La Coalition pointe encore d’un «détail piquant». Lors de la campagne sur l’initiative pour des multinationales responsables, Paul Hälg, président du conseil d’administration, avait assuré que l’entreprise basée à Baar (ZG) assumait déjà ses responsabilités à l’étranger et qu’il n’y avait donc pas lieu de légiférer en Suisse. «Or l’étude du CONICET montre clairement que l’usine de Sika pollue le quartier, et que la multinationale n’a pas pris de mesures suffisantes pour stopper cette pollution, malgré les différentes alertes», tacle Juliette Müller.
Une nouvelle initiative se profile, comme l’ont annoncé «Le Temps» et «24 heures» ce mercredi. «Cette affaire montre une fois de plus qu’il faut une loi suisse efficace sur la responsabilité des multinationales pour que Sika soit tenue de répondre des dommages causés», martèle la coordinatrice.

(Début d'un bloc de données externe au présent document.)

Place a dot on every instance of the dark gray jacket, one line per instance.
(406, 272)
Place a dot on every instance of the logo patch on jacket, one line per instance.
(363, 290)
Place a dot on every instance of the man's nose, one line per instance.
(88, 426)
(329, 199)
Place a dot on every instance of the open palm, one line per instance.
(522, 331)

Campagne locale contre Sika?
Contacté, Dominik Slappnig, porte-parole de Sika, rejette toutes les accusations. «Tout cela a été initié par Susana Aranda, une politicienne locale qui cherchait à se faire élire grâce à cette histoire.» Le communicant relève également une forme de chantage des habitantes et habitants, «qui ont mis la pression il y a des années déjà pour être relogés aux frais de l’usine».

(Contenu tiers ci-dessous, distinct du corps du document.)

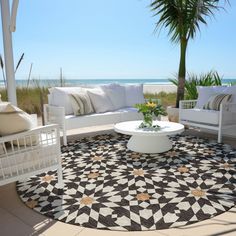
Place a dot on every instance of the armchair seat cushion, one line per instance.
(210, 117)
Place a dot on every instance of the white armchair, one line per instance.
(225, 118)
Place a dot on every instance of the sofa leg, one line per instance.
(60, 182)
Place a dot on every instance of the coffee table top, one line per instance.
(132, 128)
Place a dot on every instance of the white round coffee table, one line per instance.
(148, 140)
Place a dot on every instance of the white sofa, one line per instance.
(121, 99)
(192, 112)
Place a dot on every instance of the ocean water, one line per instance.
(76, 82)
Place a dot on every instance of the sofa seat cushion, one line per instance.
(200, 116)
(95, 119)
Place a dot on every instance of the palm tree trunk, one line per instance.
(182, 71)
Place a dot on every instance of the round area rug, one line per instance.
(110, 187)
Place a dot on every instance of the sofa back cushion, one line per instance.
(81, 104)
(134, 94)
(59, 96)
(100, 100)
(116, 94)
(205, 92)
(231, 90)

Dominik Slappnig doute de l’impartialité et la solidité des rapports. «Il est impossible pour nous de savoir si les résultats exposés sont corrects ou s’ils sont le fruit d’une manipulation politique. Depuis quatre ans, nous mesurons nos émissions tous les jours, et nous transmettons nos données aux autorités. Nous sommes toujours en dessous des valeurs limites. Chaque année, les autorités viennent visiter l’usine et mènent un audit. Le dernier, en janvier 2023, n’a relevé aucun problème.»
«Beaucoup d’améliorations apportées»
La multinationale, qui annonçait un chiffre d'affaires de 10,4 milliards pour 2022, soutient «faire tout juste» et nie être responsable de la majorité de la pollution de la zone. «Je ne sais pas ce qu’il y a autour et je ne sais pas tout ce qu’il y a dans l’air de Buenos Aires. D’autre part, il est normal que de la silice cristalline soit contenue dans le nuage que nous produisons, puisque nous séchons du sable pour produire les matériaux de construction.»
Enfin, Dominik Slappnig souligne que Sika «a apporté beaucoup d’améliorations à l’usine Klaukol». Avant de promettre: «Nous continuerons de travailler avec le voisinage et les autorités pour trouver des solutions.»